Explicit racists appeal to the very stereotypes that move them to justify their actions. For example, Jo may take her discriminatory practices (pulling over black drivers) to be justified on the grounds of her belief that blacks are criminals. 

Unlike habitual racists, explicit racists remain steadfast to their white supremacist ideology—an ideology that hides the true nature of their motives. Their racist actions are commonly motivated by a need to feel powerful and in control. They then realize their motives by punishing people who deserve punishment in their eyes.

The cognitive dissonance and confabulation that lie at the heart of habitual and explicit racism are among the main obstacles to opening the eyes of these racists to the morally despicable nature of their actions.
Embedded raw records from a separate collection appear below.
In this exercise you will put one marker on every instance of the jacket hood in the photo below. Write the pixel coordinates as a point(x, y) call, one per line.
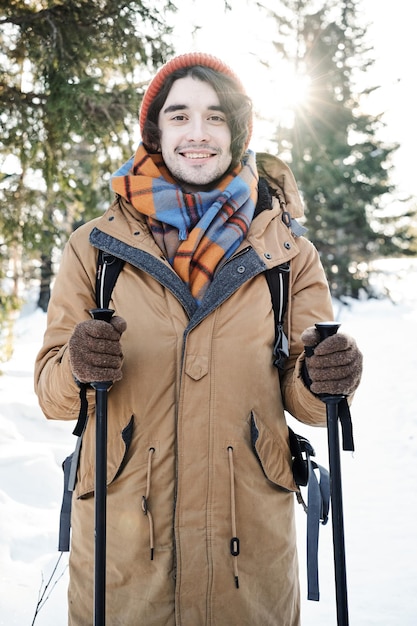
point(282, 181)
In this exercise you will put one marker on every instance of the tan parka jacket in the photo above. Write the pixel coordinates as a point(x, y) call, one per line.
point(200, 527)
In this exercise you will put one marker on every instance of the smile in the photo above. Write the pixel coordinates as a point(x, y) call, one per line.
point(196, 155)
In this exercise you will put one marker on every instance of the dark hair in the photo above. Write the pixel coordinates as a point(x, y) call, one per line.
point(236, 105)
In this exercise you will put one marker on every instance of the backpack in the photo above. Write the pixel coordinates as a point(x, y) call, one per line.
point(318, 491)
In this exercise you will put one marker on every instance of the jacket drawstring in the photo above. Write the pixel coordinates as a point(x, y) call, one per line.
point(234, 542)
point(145, 507)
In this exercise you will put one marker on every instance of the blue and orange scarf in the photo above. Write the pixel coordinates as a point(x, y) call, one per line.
point(194, 230)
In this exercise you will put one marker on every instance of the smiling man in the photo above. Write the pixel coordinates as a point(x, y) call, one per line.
point(195, 135)
point(200, 498)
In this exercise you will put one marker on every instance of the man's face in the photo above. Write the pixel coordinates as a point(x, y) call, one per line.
point(195, 136)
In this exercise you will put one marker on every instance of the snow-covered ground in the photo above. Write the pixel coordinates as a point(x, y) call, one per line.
point(379, 479)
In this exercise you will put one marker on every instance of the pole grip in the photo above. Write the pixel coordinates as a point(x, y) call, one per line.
point(327, 329)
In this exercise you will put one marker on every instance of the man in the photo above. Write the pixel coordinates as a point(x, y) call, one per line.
point(200, 527)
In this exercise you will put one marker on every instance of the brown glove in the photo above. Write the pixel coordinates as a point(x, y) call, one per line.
point(95, 352)
point(334, 365)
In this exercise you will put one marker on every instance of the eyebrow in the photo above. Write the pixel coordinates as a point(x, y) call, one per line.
point(181, 107)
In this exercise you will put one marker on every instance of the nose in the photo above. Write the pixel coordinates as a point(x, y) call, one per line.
point(197, 130)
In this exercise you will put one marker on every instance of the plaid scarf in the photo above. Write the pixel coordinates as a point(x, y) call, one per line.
point(194, 230)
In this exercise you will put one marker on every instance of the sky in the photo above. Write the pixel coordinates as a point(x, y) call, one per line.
point(242, 36)
point(379, 478)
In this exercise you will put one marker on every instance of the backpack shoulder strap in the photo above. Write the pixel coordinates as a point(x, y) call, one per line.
point(278, 279)
point(108, 270)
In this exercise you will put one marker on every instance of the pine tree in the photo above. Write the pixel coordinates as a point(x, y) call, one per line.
point(70, 82)
point(341, 165)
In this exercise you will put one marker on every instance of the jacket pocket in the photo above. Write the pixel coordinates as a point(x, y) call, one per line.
point(117, 450)
point(273, 453)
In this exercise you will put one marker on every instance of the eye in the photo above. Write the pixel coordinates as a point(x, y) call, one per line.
point(217, 119)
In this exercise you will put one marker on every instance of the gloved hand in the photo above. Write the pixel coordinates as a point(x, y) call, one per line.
point(334, 365)
point(95, 352)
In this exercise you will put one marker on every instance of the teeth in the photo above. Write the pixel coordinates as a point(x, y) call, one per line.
point(196, 155)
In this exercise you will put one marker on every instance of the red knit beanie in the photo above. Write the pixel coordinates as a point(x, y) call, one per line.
point(187, 60)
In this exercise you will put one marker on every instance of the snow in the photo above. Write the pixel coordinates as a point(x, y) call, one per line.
point(379, 478)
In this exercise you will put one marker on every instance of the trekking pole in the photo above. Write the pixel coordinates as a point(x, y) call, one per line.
point(100, 488)
point(326, 329)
As we have argued in previous work and summarized in this post, however, we may be able to exploit the racist's cognitive dissonance to bring about lasting change.


Annas, J. (2011). Intelligent virtue. New York: Oxford University Press; Brownstein, M. (2014). “Rationalizing flow: agency in skilled unreflective action,” Philosophical Studies 168 (2), 545-568.

Bargh, J. A. (1999). The cognitive monster: The case against the controllability of automatic stereotype effects. In S. Chaiken & Y. Trope (Eds.), Dual-process theories in social psychology (pp. 361–382). New York, NY: Guilford Press.

Barrón-López, L. (2016). Black GOP Senator Talks About Being Pulled Over By Police 7 Times In One Year, HuffPost: Politics 07/13/2016, 07:20 pm ET (Updated Jul 15, 2016). Retrieved August 28, 2020.

Bell, J. J. and Hardy, J. (2009). Effects of attentional focus on skilled performance in golf. Journal of Applied Sport Psychology, 21(2), 163-177.

Brogaard, B. (2020) “Implicit Biases in Vision for Action,” Synthese,

Brogaard, B & Gatzia, D. E. (2020). Cognitive dissonance and the logic of racism, in The Philosophy and Psychology of Ambivalence: Being of Two Minds, Routledge.

Flegal, K. E., and Anderson, M. C. (2008). Overthinking skilled motor performance: or why those who teach can’t do. Psychon Bull Rev., 15(5):927-32.

Khalil EL (2017) Making Sense of Self-Deception: Distinguishing Self-Deception From Delusion, Moral Licensing, Cognitive Dissonance and Other Self-Distortions. Philosophy 92 (4):539-563.

Sullivan-Bissett, E (2015). “Implicit Bias, Confabulation, and Epistemic Innocence,” Consciousness and Cognition 33:548-560.